Air conditioning (often referred to as AC, A/C, or air con) is the process of removing heat and moisture from the interior of an occupied space to improve the comfort of occupants. Air conditioning can be used in both domestic and commercial environments. This process is most commonly used to achieve a more comfortable interior environment, typically for humans and other animals; however, air conditioning is also used to cool and dehumidify rooms filled with heat-producing electronic devices, such as computer servers, power amplifiers, and to display and store some delicate products, such as artwork.
A simple stylized diagram of the refrigeration cycle:
- 1) condensing coil
- 2) expansion valve
- 3) evaporator coil
- 4) compressor
There are eight main components that play a pivotal role in cooling your home: A Thermostat, Condenser, Compressor, Fan, Metering Device, Evaporator, Blower and a Filter.
The first step begins with setting your thermostat to the desired temperature. This triggers the condenser fan and compressor to turn on. The compressor begins pumping a fluid called a ‘refrigerant’ throughout the system. This is used because of its low boiling point. Refrigerant constantly changes from a vapor to a liquid in order to move heat from inside your home to the outdoors. It enters the compressor as a low-temperature, low-pressure vapor. After it’s compressed, it leaves as a high-temperature, high-pressure vapor. It then travels through the condenser coil, where the vapor condenses into a liquid. The heat it has collected indoors and after compression, is released outside.
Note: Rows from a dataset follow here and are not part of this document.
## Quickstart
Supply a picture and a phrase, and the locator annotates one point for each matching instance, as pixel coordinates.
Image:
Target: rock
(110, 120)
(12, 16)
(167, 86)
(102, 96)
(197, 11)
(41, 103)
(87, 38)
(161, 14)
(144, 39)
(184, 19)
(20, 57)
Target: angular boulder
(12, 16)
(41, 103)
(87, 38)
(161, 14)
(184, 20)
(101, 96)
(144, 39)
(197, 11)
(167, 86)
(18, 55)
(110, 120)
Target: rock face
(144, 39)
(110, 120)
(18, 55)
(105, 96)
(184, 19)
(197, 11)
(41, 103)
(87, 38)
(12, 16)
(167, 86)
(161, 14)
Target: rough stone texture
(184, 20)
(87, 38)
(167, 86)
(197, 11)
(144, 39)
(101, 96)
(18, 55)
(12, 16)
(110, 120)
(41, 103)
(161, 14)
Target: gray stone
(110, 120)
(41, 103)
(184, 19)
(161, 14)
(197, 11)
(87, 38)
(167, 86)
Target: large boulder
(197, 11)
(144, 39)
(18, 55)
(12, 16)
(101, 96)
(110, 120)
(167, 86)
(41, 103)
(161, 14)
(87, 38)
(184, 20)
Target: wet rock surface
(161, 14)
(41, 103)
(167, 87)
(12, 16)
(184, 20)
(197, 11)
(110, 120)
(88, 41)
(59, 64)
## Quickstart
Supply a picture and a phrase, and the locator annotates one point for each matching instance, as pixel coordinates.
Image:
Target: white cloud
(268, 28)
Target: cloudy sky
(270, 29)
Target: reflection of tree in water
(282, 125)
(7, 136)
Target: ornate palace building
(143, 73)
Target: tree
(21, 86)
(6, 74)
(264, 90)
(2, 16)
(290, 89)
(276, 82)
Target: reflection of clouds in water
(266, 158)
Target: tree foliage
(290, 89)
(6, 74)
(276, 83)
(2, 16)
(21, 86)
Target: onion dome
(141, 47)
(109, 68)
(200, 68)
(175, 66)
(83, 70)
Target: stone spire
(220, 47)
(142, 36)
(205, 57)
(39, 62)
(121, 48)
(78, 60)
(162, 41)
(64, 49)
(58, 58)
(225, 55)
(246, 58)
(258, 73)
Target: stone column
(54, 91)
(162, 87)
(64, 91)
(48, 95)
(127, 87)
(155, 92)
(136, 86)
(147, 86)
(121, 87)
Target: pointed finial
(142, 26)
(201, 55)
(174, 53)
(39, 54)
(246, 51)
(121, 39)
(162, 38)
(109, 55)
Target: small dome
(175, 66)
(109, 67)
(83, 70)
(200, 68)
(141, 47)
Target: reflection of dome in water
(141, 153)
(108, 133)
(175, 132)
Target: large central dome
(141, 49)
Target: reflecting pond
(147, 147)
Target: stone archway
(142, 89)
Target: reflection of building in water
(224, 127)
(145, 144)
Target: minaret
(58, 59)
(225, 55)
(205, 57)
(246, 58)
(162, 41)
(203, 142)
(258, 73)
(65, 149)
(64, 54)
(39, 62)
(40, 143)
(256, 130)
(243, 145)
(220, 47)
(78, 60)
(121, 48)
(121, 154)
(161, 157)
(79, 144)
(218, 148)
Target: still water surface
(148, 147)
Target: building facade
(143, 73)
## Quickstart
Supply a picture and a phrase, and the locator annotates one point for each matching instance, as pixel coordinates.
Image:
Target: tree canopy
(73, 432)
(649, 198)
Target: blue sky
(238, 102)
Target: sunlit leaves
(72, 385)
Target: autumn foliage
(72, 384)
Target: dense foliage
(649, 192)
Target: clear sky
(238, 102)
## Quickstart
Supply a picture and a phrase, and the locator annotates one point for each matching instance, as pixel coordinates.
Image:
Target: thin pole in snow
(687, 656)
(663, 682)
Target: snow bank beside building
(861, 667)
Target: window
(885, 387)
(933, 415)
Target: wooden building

The fan inside the unit helps with this process. The refrigerant leaves the condenser as a medium-temperature, high-pressure liquid. Then, flows to the metering device. In this case, a thermal expansion valve is used. A pin inside the valve adjusts the flow rate of refrigerant depending on the temperature at the evaporator end, using a ‘sensing bulb’. As it flows through the valve, its pressure drops significantly, releasing a low-temperature, low-pressure liquid/vapor mix. The lower pressure allows room temperature air to boil the refrigerant. The chilled refrigerant then flows through the evaporator coil.
The blower begins circulating air throughout the house. Room-temperature air is pulled in through the return duct and passes through the filter to remove particulates. The heat from the air is absorbed into the refrigerant inside the evaporator coil, dispersing chilled air through the supply duct. As the air passes over the coil, the refrigerant is boiled and evaporates back into vapor form. During this process, condensation forms on the outside of the coil and exits through a condensate drain line. The refrigerant returns to the condenser to disperse the collected heat outdoors, and the cycle starts again. Your home is slowly cooled, and the thermostat shuts off the equipment once it senses the desired temperature.